Let $v_x$ be the horizontal velocity component of the projectiles; we know that it remains constant and is equal for both projectiles. The initial vertical velocity component is then $v_y = v_x\tan\theta$ , where $\theta$ is the launch angle. The equations of motion are $x(t) = v_xt;\ \ \ \ y(t) = v_xt\tan \theta - \tfrac12 g t^2.$ Let $t^\star$ be the time of impact, $x^\star$ the horizontal distance traveled at that time, and $y^\star_\theta$ the height of the projectile at that time. Then clearly $x^\star = v_xt^\star;\ \ \ \ y^\star_\theta = x^\star\tan \theta - \tfrac12 g (t^\star)^2.$ From $y^\star_{30^\circ} = 0$ it follows that $\tfrac12 g (t^\star)^2 = x^\star\tan 30^\circ;$ and the height of the pole is $y^\star_{60^\circ} = x^\star\tan 60^\circ - \tfrac12 g (t^\star)^2 = x^\star\tan 60^\circ - x^\star\tan 30^\circ.$ Finally, $\tan \alpha = \frac {y^\star_{60^\circ}}{x^\star} = \frac{x^\star\tan 60^\circ - x^\star\tan 30^\circ}{x^\star} = \tan 60^\circ - \tan 30^\circ.$

I will prove the general case: when the angle of the first projectile is $\alpha_1$ and the angle of the second projectile is $\alpha_2$ .

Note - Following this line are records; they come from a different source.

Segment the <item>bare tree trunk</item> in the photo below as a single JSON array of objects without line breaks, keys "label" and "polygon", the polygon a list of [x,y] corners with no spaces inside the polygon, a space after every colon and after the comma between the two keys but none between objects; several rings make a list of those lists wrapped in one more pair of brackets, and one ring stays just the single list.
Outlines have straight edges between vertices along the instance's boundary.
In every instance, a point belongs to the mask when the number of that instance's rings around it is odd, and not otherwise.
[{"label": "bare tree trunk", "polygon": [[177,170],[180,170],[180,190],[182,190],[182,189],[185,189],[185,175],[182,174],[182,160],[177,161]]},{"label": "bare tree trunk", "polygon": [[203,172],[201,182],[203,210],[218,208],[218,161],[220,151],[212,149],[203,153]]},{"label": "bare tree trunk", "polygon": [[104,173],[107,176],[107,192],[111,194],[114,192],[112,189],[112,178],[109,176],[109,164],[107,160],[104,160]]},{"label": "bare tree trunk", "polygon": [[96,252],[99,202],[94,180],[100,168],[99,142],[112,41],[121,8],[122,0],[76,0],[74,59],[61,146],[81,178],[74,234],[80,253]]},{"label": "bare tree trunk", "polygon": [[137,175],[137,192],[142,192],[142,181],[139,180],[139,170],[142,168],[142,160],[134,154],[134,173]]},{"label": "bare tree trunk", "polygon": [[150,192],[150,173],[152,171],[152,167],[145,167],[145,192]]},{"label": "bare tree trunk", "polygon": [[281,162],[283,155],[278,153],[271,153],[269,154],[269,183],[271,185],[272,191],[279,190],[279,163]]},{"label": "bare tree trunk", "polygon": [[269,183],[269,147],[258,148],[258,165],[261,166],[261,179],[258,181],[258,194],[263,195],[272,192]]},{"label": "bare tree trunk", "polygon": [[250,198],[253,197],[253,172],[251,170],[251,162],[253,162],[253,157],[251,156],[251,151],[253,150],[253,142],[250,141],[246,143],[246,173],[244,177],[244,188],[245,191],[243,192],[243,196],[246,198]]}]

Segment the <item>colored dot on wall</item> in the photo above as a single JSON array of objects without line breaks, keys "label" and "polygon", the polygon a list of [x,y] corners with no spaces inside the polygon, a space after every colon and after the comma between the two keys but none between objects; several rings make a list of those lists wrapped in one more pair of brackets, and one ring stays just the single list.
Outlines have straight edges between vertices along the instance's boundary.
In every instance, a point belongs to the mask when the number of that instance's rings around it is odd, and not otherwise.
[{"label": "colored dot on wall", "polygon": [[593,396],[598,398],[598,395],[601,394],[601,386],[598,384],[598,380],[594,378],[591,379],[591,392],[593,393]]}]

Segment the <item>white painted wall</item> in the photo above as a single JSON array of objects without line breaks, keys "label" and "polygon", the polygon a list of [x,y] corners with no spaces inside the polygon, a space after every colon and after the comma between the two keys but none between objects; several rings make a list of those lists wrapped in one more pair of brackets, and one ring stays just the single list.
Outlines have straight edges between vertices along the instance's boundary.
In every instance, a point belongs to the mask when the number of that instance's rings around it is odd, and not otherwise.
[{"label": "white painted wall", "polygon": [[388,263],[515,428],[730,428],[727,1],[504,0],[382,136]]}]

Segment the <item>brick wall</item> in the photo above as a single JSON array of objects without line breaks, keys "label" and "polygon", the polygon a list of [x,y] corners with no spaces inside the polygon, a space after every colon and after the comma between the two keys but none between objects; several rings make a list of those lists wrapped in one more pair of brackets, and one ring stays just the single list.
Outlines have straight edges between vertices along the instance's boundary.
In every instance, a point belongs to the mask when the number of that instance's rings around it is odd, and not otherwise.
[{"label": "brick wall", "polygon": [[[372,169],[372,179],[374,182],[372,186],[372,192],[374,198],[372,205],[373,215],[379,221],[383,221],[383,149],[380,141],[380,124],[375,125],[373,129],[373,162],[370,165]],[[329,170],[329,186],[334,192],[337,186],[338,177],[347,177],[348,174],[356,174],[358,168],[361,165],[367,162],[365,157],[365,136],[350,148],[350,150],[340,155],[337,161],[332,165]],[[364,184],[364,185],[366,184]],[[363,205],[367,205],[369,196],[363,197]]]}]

Let the initial velocity of the first projectile be $v_1$ and the initial velocity of the second projectile be $v_2$ . Furthermore, let the gravity experienced by the projectiles be $g$ , the distance between $P$ and the foot of the pole be $d$ , the height of the pole be $h$ , and $T$ be the time taken for the projectiles to reach the pole.

I will break this question down into 5 parts.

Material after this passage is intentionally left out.